Haliyle kurulma çalışması yürütülen sözkonusu partinin bütün bu olumsuz mirası ve yapılmayanları, denenmeyenleri göz önünde bulunduran bir politik hat izleme zorunluluğu vardır. Mela Mistefa Barzani'nin yaptığı gibi bir halk yürüyüşüne ve kucaklaşmasına dönüşmek zorunda parti, özgürlüğe ve adalete en çok ihtiyacı olan insanlar üzerinden yükselmeli, gençliğe ve kadına kayda değer bir temsil oranı tanımalıdır. Kürdistan'da sözü geçen, nüfuzlu insanlara ulaşmanın yanı sıra, ihaleci, halk nezdindeki itibarı fazlasıyla zedelenmiş, yıllarca gayri-meşru işler yürütmüş insanlara mesafeli durulması icap etmektedir. Her türlü karşıt söylemden uzak, bir devlete sahip olmanın aciliyetini ve kazanımlarını dillendiren, sürdürülmesi mümkün bir kalkınma ve üretim modelini inşa eden, yarını bugünden kuran, kurumsallaşmayı önemseyen bir siyasal alternatif olmayı başarmak Kürdistan’ın yüreğine dokunan bir siyasal yol olacaktır.
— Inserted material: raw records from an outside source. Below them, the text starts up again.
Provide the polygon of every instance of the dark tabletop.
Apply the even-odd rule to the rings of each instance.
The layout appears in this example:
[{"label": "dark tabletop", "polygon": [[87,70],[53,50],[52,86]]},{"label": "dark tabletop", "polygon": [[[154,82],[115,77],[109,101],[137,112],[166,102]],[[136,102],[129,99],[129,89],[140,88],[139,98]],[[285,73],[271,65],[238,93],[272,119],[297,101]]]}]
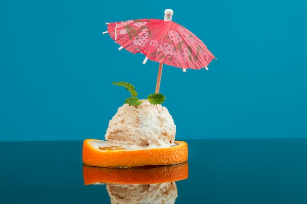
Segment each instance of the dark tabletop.
[{"label": "dark tabletop", "polygon": [[[176,204],[307,204],[307,138],[184,141]],[[0,203],[110,204],[105,185],[84,185],[82,142],[0,142]]]}]

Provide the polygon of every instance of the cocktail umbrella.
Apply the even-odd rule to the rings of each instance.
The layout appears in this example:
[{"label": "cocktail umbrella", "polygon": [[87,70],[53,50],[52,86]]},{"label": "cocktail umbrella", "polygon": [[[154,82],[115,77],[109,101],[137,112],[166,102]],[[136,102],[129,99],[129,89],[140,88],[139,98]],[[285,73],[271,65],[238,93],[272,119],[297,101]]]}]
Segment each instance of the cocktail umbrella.
[{"label": "cocktail umbrella", "polygon": [[163,64],[182,69],[199,70],[205,68],[215,57],[203,42],[192,32],[172,21],[174,12],[164,11],[164,20],[146,19],[107,23],[110,36],[133,54],[145,55],[143,62],[148,59],[158,62],[159,70],[155,93],[159,93]]}]

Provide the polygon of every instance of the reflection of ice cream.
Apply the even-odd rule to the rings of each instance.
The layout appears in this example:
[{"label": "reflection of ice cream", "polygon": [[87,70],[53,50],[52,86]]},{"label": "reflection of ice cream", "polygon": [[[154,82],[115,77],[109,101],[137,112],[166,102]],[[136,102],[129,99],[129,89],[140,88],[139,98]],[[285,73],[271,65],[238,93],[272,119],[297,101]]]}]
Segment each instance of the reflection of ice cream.
[{"label": "reflection of ice cream", "polygon": [[168,109],[144,101],[120,107],[109,123],[105,140],[148,148],[175,145],[176,127]]},{"label": "reflection of ice cream", "polygon": [[174,204],[178,196],[175,182],[147,185],[107,184],[111,204]]}]

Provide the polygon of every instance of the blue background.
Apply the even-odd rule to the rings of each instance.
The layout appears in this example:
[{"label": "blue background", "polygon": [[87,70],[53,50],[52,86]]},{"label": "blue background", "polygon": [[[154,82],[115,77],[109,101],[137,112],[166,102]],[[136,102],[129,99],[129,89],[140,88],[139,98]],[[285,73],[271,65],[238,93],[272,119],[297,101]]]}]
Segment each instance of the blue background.
[{"label": "blue background", "polygon": [[106,22],[173,20],[217,58],[164,66],[176,139],[307,136],[307,3],[0,0],[0,140],[103,139],[133,84],[154,92],[158,64],[118,51]]}]

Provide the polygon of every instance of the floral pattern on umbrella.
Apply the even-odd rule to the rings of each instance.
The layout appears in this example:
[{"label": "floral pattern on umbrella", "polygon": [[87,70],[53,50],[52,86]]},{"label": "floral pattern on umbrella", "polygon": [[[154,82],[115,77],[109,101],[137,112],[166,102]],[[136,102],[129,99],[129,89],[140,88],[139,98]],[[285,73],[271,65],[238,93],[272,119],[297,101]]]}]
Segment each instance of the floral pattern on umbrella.
[{"label": "floral pattern on umbrella", "polygon": [[163,64],[181,68],[207,69],[215,57],[192,32],[171,21],[173,12],[165,11],[164,20],[141,19],[108,23],[108,33],[115,42],[133,54],[140,52],[159,63],[156,93],[158,93]]}]

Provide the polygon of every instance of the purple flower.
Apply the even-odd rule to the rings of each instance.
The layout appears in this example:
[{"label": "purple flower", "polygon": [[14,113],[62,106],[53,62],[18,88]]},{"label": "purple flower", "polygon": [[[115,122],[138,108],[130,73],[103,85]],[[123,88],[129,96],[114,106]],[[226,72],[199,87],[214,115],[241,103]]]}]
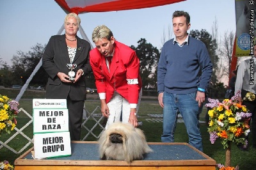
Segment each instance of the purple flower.
[{"label": "purple flower", "polygon": [[246,149],[247,148],[248,146],[248,141],[246,139],[244,140],[244,145],[243,145],[243,148],[244,149]]},{"label": "purple flower", "polygon": [[10,105],[10,107],[11,107],[12,111],[14,111],[14,112],[17,114],[19,112],[19,102],[13,100],[12,101],[8,102],[8,104]]},{"label": "purple flower", "polygon": [[210,103],[206,104],[205,106],[207,107],[211,107],[211,108],[218,107],[218,104],[220,103],[219,100],[218,100],[218,99],[211,99],[211,98],[208,98],[208,101]]},{"label": "purple flower", "polygon": [[[242,118],[248,118],[251,116],[252,116],[252,113],[250,112],[236,112],[236,119],[237,119],[237,120],[240,120]],[[239,119],[238,118],[239,118],[240,119]]]},{"label": "purple flower", "polygon": [[211,144],[214,144],[218,137],[218,136],[216,132],[210,132],[210,141]]},{"label": "purple flower", "polygon": [[236,93],[235,95],[231,97],[231,100],[232,101],[237,101],[238,98],[241,97],[241,91],[239,91]]}]

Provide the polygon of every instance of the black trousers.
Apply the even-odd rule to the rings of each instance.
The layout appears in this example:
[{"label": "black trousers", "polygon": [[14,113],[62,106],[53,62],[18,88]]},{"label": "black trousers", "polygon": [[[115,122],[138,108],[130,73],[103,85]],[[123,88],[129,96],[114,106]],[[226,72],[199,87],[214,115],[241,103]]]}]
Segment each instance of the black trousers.
[{"label": "black trousers", "polygon": [[71,141],[80,141],[84,104],[84,100],[72,100],[69,97],[67,99]]},{"label": "black trousers", "polygon": [[[242,89],[241,96],[243,98],[246,95],[248,91]],[[256,99],[253,101],[243,101],[243,104],[246,106],[247,109],[249,110],[249,112],[252,113],[252,117],[250,122],[252,125],[250,126],[250,132],[249,134],[252,134],[252,144],[256,146]],[[249,122],[249,125],[250,123]],[[249,141],[248,141],[249,142]]]}]

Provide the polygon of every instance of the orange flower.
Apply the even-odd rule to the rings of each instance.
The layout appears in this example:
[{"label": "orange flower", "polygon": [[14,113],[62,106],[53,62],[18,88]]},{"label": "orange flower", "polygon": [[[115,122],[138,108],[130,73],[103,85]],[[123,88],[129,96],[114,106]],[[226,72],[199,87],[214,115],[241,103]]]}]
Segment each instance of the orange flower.
[{"label": "orange flower", "polygon": [[241,128],[241,127],[237,128],[237,130],[236,131],[235,135],[236,135],[236,137],[239,137],[239,136],[240,136],[242,134],[243,134],[243,129],[242,129],[242,128]]},{"label": "orange flower", "polygon": [[221,130],[221,133],[220,134],[220,137],[223,138],[228,138],[228,135],[227,134],[226,131]]},{"label": "orange flower", "polygon": [[242,107],[242,105],[240,103],[236,104],[236,106],[237,106],[238,108]]}]

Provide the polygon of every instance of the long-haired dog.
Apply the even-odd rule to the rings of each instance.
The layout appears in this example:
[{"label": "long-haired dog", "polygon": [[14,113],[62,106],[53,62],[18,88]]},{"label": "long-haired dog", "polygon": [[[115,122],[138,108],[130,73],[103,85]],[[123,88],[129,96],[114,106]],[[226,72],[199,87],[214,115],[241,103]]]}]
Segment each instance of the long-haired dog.
[{"label": "long-haired dog", "polygon": [[153,151],[141,130],[130,123],[114,123],[100,135],[99,140],[101,159],[125,160],[131,163],[141,160],[143,155]]}]

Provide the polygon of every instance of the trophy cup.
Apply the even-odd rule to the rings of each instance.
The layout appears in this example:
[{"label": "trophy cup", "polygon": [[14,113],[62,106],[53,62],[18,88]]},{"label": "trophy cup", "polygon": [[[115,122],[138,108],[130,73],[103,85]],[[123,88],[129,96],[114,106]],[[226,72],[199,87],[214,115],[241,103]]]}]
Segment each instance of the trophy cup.
[{"label": "trophy cup", "polygon": [[252,92],[247,92],[245,97],[243,98],[243,101],[253,101],[255,100],[255,95]]},{"label": "trophy cup", "polygon": [[72,82],[74,82],[75,81],[75,77],[74,77],[76,75],[75,72],[73,71],[74,70],[77,65],[76,64],[67,64],[67,68],[70,70],[70,71],[68,72],[68,76],[69,76],[69,80]]}]

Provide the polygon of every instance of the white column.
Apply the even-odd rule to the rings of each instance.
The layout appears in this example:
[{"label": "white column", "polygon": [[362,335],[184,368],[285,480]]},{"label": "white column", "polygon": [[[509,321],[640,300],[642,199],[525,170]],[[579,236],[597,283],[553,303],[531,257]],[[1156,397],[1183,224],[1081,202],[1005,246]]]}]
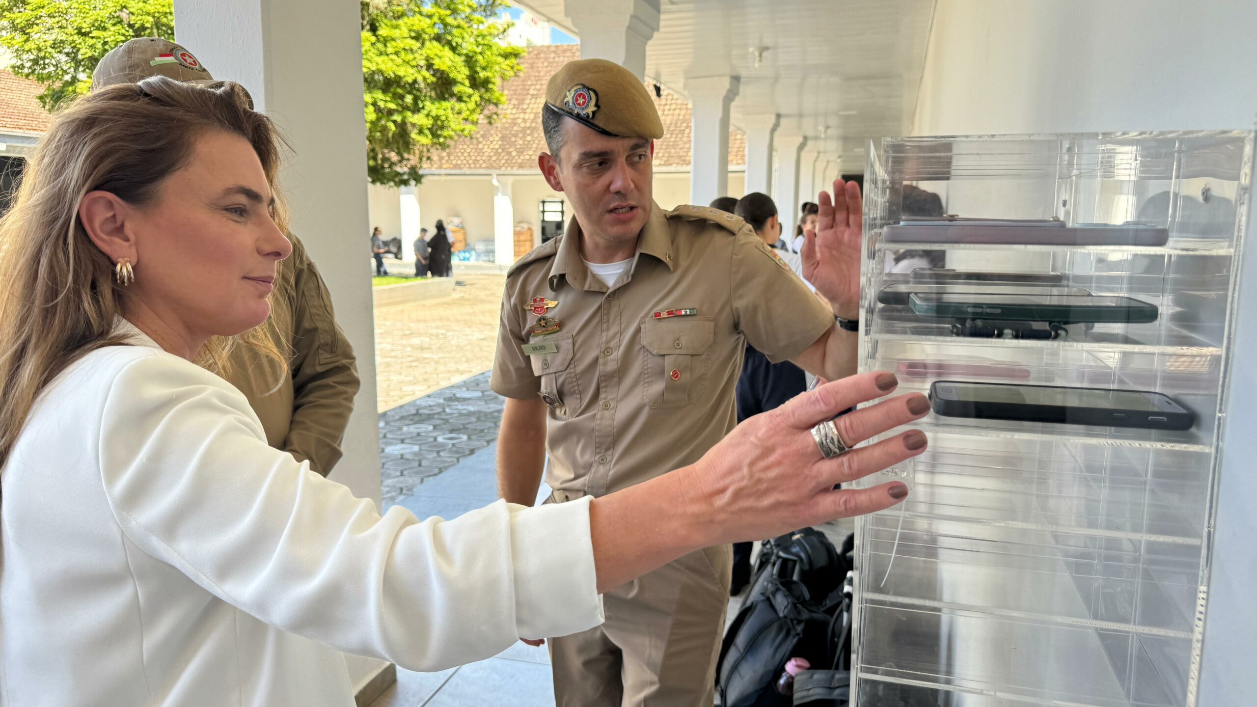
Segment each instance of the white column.
[{"label": "white column", "polygon": [[659,31],[659,0],[564,0],[582,59],[607,59],[646,78],[646,43]]},{"label": "white column", "polygon": [[690,113],[690,204],[706,206],[729,194],[729,106],[738,77],[686,78]]},{"label": "white column", "polygon": [[515,262],[515,209],[510,204],[510,177],[493,175],[493,259],[499,265]]},{"label": "white column", "polygon": [[773,192],[773,135],[779,116],[753,116],[742,121],[747,131],[747,194]]},{"label": "white column", "polygon": [[777,192],[773,201],[777,203],[782,235],[789,239],[794,237],[794,224],[798,223],[798,164],[807,138],[802,135],[778,135],[776,142]]},{"label": "white column", "polygon": [[419,229],[424,228],[424,223],[419,215],[419,196],[415,194],[414,186],[401,187],[397,206],[401,210],[402,257],[410,258],[415,252],[415,239],[419,238]]},{"label": "white column", "polygon": [[[821,159],[821,151],[807,147],[798,159],[798,203],[816,201],[816,164]],[[778,206],[779,209],[781,206]],[[796,209],[796,215],[797,214]]]}]

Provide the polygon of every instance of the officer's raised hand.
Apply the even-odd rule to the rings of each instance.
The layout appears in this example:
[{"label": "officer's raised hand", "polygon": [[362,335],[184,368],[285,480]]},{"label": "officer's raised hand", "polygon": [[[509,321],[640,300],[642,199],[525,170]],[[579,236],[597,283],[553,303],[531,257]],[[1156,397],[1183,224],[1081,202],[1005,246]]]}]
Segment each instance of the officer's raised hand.
[{"label": "officer's raised hand", "polygon": [[803,277],[843,320],[860,318],[860,185],[835,180],[817,199],[816,230],[803,231]]}]

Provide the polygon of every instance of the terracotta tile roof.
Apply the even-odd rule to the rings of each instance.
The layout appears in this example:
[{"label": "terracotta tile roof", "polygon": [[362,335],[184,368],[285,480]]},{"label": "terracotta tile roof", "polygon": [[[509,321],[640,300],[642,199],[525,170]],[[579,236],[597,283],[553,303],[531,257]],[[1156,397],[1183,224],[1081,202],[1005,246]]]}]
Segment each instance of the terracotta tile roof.
[{"label": "terracotta tile roof", "polygon": [[[546,151],[541,111],[546,82],[564,63],[578,59],[576,44],[529,47],[519,59],[523,70],[507,82],[507,104],[493,125],[481,121],[475,135],[454,142],[449,150],[429,156],[429,170],[535,170],[537,155]],[[647,83],[651,93],[654,86]],[[664,89],[655,107],[664,121],[664,137],[655,143],[656,167],[688,167],[690,164],[690,104]],[[745,164],[747,138],[729,131],[729,164]]]},{"label": "terracotta tile roof", "polygon": [[35,98],[44,87],[0,70],[0,132],[44,132],[53,117]]}]

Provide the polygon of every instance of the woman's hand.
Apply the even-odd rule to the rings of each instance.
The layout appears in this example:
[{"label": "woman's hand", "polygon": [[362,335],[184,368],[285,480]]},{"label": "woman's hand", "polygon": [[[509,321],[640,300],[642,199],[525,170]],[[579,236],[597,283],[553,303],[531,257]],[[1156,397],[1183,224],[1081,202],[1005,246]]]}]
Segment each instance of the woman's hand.
[{"label": "woman's hand", "polygon": [[[701,547],[763,540],[833,518],[871,513],[908,496],[903,483],[833,491],[925,450],[909,430],[833,459],[821,457],[812,426],[895,390],[894,374],[825,384],[738,425],[698,463],[596,498],[590,535],[598,591]],[[837,420],[847,447],[924,416],[924,395],[900,395]]]},{"label": "woman's hand", "polygon": [[[885,483],[833,491],[925,450],[925,433],[906,430],[876,444],[825,459],[811,429],[857,403],[895,390],[894,374],[869,372],[826,384],[738,425],[696,464],[680,473],[690,511],[710,532],[704,545],[763,540],[833,518],[881,511],[908,487]],[[920,394],[901,395],[833,420],[847,447],[929,413]]]}]

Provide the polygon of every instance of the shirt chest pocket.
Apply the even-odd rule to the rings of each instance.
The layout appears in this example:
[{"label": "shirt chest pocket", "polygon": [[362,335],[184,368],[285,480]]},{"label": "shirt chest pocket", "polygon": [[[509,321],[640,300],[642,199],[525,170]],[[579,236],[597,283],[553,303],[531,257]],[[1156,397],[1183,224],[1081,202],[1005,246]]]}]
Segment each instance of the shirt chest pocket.
[{"label": "shirt chest pocket", "polygon": [[681,408],[698,400],[714,336],[711,317],[641,321],[642,395],[651,408]]},{"label": "shirt chest pocket", "polygon": [[529,343],[546,345],[554,348],[546,353],[532,353],[528,360],[533,365],[533,375],[541,380],[538,394],[559,419],[571,419],[581,409],[581,386],[576,380],[576,366],[572,364],[572,335],[559,333],[537,337]]}]

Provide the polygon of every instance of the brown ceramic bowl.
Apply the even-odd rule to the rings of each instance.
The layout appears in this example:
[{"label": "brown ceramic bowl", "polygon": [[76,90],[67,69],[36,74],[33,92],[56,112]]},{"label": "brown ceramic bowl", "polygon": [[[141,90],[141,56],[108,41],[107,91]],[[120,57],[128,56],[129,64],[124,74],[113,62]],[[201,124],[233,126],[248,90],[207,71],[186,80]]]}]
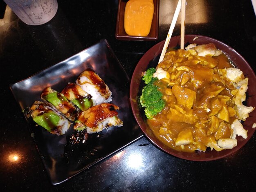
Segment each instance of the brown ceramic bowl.
[{"label": "brown ceramic bowl", "polygon": [[128,35],[124,30],[124,10],[127,0],[119,0],[117,25],[116,38],[120,40],[133,40],[150,41],[158,38],[158,22],[159,21],[159,0],[153,0],[155,9],[152,19],[151,27],[148,35],[146,37],[131,36]]},{"label": "brown ceramic bowl", "polygon": [[[196,37],[198,38],[194,40]],[[256,103],[256,86],[253,84],[256,82],[256,77],[249,64],[237,52],[229,46],[220,41],[209,37],[194,35],[187,35],[185,37],[185,45],[196,43],[202,45],[213,43],[218,48],[225,52],[228,56],[238,67],[243,72],[245,77],[249,78],[248,89],[247,92],[246,105],[255,106]],[[167,147],[160,142],[154,135],[145,121],[145,114],[143,109],[139,107],[138,99],[141,95],[141,89],[144,86],[141,80],[141,74],[147,68],[155,67],[157,64],[160,54],[164,46],[163,41],[150,49],[141,58],[137,65],[132,78],[130,87],[130,101],[133,115],[141,130],[148,139],[155,145],[166,152],[178,158],[191,161],[207,161],[220,159],[227,156],[240,149],[250,139],[255,131],[252,128],[252,124],[256,123],[256,110],[250,113],[249,117],[244,122],[244,128],[248,130],[248,137],[245,139],[238,136],[237,146],[233,149],[225,150],[218,152],[215,150],[209,149],[204,152],[196,151],[193,153],[180,152],[175,151]],[[171,38],[169,47],[180,47],[180,37]]]}]

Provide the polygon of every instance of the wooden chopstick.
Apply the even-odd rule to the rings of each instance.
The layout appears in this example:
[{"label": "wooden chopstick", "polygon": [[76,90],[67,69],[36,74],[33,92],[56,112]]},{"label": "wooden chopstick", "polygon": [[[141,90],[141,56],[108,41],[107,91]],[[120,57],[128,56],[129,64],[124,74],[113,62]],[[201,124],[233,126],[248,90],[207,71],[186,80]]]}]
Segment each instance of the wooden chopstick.
[{"label": "wooden chopstick", "polygon": [[166,38],[165,42],[164,42],[164,47],[163,48],[162,52],[161,53],[161,55],[160,56],[160,58],[159,59],[158,63],[161,62],[163,60],[163,59],[164,59],[164,55],[165,54],[165,52],[166,52],[166,51],[167,49],[167,47],[168,47],[168,45],[169,45],[170,39],[171,39],[171,36],[173,34],[173,29],[174,29],[174,27],[175,27],[175,25],[176,24],[176,22],[177,21],[177,19],[178,18],[178,16],[179,16],[179,13],[180,13],[180,11],[181,7],[181,0],[179,0],[179,1],[178,2],[178,4],[177,4],[177,6],[176,7],[175,12],[174,13],[174,15],[173,15],[173,20],[172,21],[172,22],[171,24],[171,26],[170,26],[170,29],[169,29],[168,33],[167,34],[167,36]]},{"label": "wooden chopstick", "polygon": [[185,15],[186,13],[186,0],[181,0],[181,23],[180,28],[180,49],[184,49],[185,36]]}]

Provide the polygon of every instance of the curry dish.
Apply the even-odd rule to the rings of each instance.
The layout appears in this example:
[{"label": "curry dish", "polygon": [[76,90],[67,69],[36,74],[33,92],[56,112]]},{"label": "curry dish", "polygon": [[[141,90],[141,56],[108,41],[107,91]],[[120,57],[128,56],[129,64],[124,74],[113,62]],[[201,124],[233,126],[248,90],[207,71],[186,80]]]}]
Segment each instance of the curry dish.
[{"label": "curry dish", "polygon": [[165,105],[147,121],[161,142],[178,151],[220,151],[247,137],[240,121],[254,109],[242,103],[248,78],[214,44],[168,51],[156,69]]}]

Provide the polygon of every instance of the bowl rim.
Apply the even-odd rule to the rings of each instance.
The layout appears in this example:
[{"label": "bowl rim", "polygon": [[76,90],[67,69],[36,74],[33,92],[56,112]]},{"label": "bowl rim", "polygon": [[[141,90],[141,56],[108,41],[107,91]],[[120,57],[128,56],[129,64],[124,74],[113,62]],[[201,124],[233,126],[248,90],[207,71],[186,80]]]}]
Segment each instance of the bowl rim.
[{"label": "bowl rim", "polygon": [[[194,40],[194,39],[195,38],[196,39],[195,40]],[[189,42],[190,43],[191,43],[191,42],[190,42],[190,41],[191,41],[191,40],[192,39],[193,39],[193,40],[195,41],[195,43],[196,43],[196,42],[198,41],[196,41],[196,39],[200,40],[200,41],[199,41],[199,42],[200,42],[201,41],[202,42],[204,42],[204,41],[208,42],[209,41],[209,43],[213,42],[213,43],[216,44],[216,46],[217,48],[220,47],[222,47],[222,48],[220,49],[224,51],[224,52],[225,52],[226,54],[227,54],[228,56],[230,56],[229,54],[230,54],[230,53],[232,53],[232,54],[234,55],[233,57],[235,57],[235,56],[236,57],[237,57],[237,58],[239,59],[238,59],[238,61],[237,61],[237,60],[234,61],[235,63],[238,64],[238,63],[243,63],[243,65],[245,65],[245,67],[245,67],[245,68],[247,69],[247,70],[251,72],[251,73],[250,74],[250,78],[249,78],[249,79],[251,78],[251,79],[252,79],[253,80],[256,80],[256,76],[255,76],[255,74],[254,73],[254,71],[252,70],[252,68],[250,66],[248,63],[243,58],[243,57],[237,51],[236,51],[235,49],[233,49],[232,47],[230,47],[230,46],[227,45],[225,43],[218,40],[217,40],[216,39],[214,39],[213,38],[211,38],[209,37],[207,37],[207,36],[201,36],[201,35],[185,35],[185,44],[186,44],[186,42]],[[171,39],[171,40],[169,43],[169,45],[172,45],[172,43],[173,43],[173,41],[174,41],[175,43],[177,43],[176,45],[180,45],[180,36],[174,36],[174,37],[172,37]],[[250,132],[249,132],[250,134],[248,134],[248,137],[247,138],[245,139],[243,139],[243,138],[239,138],[239,139],[238,139],[238,136],[236,138],[238,140],[238,145],[237,146],[233,148],[232,149],[222,150],[222,151],[220,152],[217,152],[216,151],[215,151],[214,150],[213,150],[209,152],[207,150],[204,152],[199,152],[199,151],[196,151],[196,152],[194,153],[189,153],[189,152],[179,152],[177,151],[176,151],[170,147],[167,147],[164,144],[160,142],[156,138],[154,137],[152,137],[152,136],[150,136],[150,135],[149,133],[147,132],[148,130],[147,130],[146,128],[146,125],[145,125],[141,124],[141,122],[142,118],[141,117],[137,117],[138,114],[136,114],[136,112],[137,112],[137,111],[138,111],[138,109],[139,107],[137,106],[136,105],[136,103],[135,103],[134,102],[135,101],[134,100],[134,99],[135,99],[135,100],[137,102],[136,98],[135,98],[135,97],[134,97],[135,90],[136,90],[136,89],[135,89],[136,87],[138,86],[138,83],[136,84],[136,83],[135,83],[136,82],[136,80],[137,80],[137,79],[136,76],[138,75],[138,72],[139,71],[140,71],[141,70],[142,70],[143,68],[146,69],[150,62],[152,61],[152,60],[157,60],[157,61],[156,61],[156,62],[158,63],[158,60],[157,59],[157,58],[159,59],[160,54],[161,53],[161,51],[162,51],[162,50],[163,47],[164,42],[165,42],[165,40],[164,40],[161,42],[158,42],[157,44],[155,45],[152,47],[144,55],[143,55],[143,56],[141,57],[141,59],[138,62],[137,65],[135,67],[133,74],[132,74],[132,78],[131,79],[131,83],[130,83],[130,104],[131,106],[132,110],[132,113],[133,114],[134,116],[135,117],[135,118],[141,129],[143,132],[144,135],[145,135],[146,136],[146,137],[149,140],[149,141],[151,143],[152,143],[155,146],[156,146],[157,148],[158,148],[159,149],[165,152],[166,153],[168,154],[172,155],[175,156],[176,156],[176,157],[178,157],[182,159],[186,159],[187,160],[198,161],[204,161],[215,160],[222,159],[224,157],[226,157],[230,155],[231,154],[235,153],[235,152],[239,150],[249,140],[249,139],[252,136],[254,132],[255,131],[256,129],[252,128],[251,126],[250,127],[248,127],[248,129],[251,129],[250,130]],[[206,44],[206,43],[204,43],[204,44]],[[223,50],[223,47],[224,47],[225,50]],[[155,50],[157,50],[157,53],[155,52]],[[227,52],[228,52],[228,53],[227,53]],[[152,54],[152,55],[151,56],[150,55],[149,57],[150,58],[152,58],[152,60],[148,60],[146,59],[147,57],[148,57],[148,55],[150,54]],[[150,57],[150,56],[151,56],[151,57]],[[148,63],[144,63],[144,60],[147,60],[148,62]],[[155,61],[156,61],[155,60]],[[236,62],[238,63],[236,63]],[[157,65],[157,64],[156,64],[156,65]],[[145,68],[145,66],[146,66],[146,68]],[[240,68],[240,67],[239,67],[239,68]],[[243,70],[242,70],[241,69],[240,69],[241,70],[242,70],[242,71],[243,71]],[[244,73],[244,74],[245,74]],[[252,81],[254,81],[253,80]],[[251,80],[251,82],[252,82],[252,80]],[[137,83],[138,82],[137,82]],[[140,83],[140,82],[139,83]],[[248,84],[248,87],[249,87],[249,84]],[[247,90],[247,92],[248,92],[248,90]],[[254,92],[256,92],[256,90],[254,90]],[[136,93],[137,96],[138,95],[138,92]],[[247,100],[248,98],[247,97]],[[253,101],[254,101],[254,102],[253,102],[253,103],[255,103],[255,101],[256,100],[256,98],[256,98],[256,95],[255,95],[255,96],[254,97],[254,100],[253,100]],[[254,111],[253,111],[252,112],[252,113],[253,113],[254,112],[254,116],[256,116],[256,113],[255,112],[256,112],[255,111],[256,110],[254,110]],[[253,117],[252,117],[251,116],[251,113],[250,114],[250,116],[249,117],[249,118],[251,118],[251,119],[252,118],[253,118]],[[246,121],[245,121],[245,122],[246,122]],[[144,121],[144,124],[146,124],[145,123]],[[244,126],[244,127],[245,127],[245,126]],[[201,155],[201,156],[203,156],[203,155],[202,155],[202,154],[207,154],[207,153],[208,154],[207,154],[207,155],[208,155],[209,156],[209,157],[208,157],[200,158],[200,157],[198,158],[198,156],[197,158],[195,158],[195,157],[197,156],[195,155],[193,155],[195,156],[195,157],[191,155],[191,154],[197,154],[200,156]],[[215,156],[213,155],[213,156],[211,156],[211,154],[209,154],[210,153],[213,153],[213,154],[216,154],[217,153],[217,155],[215,155]],[[205,156],[207,156],[207,155],[206,155]]]}]

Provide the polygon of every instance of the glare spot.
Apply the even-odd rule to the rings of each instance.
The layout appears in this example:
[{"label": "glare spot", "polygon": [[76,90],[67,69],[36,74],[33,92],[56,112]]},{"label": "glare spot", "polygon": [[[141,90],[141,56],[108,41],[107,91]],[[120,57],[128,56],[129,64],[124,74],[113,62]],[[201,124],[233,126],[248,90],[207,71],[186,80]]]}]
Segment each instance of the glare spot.
[{"label": "glare spot", "polygon": [[11,154],[9,156],[9,159],[11,162],[18,162],[20,160],[20,157],[17,154]]},{"label": "glare spot", "polygon": [[135,169],[143,167],[142,157],[140,154],[131,154],[128,157],[127,165],[130,168]]}]

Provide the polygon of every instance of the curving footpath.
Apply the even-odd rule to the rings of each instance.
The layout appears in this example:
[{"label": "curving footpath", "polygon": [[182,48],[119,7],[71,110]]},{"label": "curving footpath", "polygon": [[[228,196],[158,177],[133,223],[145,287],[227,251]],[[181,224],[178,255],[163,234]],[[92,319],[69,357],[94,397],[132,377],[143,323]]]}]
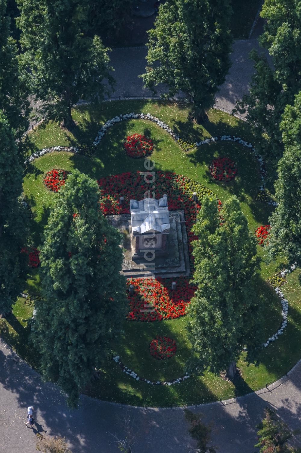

Kısacası Kürdistan'da kişisel ikbalini güvenceye almaya, egosunu parlatmaya uğraşan bireyler yerine, Kürdistan idealine inanmış, modern bir havariler hareketine ihtiyaç var.
Özcesi, Beşikçi'nin dilindeki politik polemiklere değil anti-sömürgeci öfkesinde kabaran hakikat köpüklerine odaklanmak gerekmektedir.
Bu makalede yer alan fikirler yazara aittir ve Nerina Azad'ın editöryal politikasını yansıtmayabilir.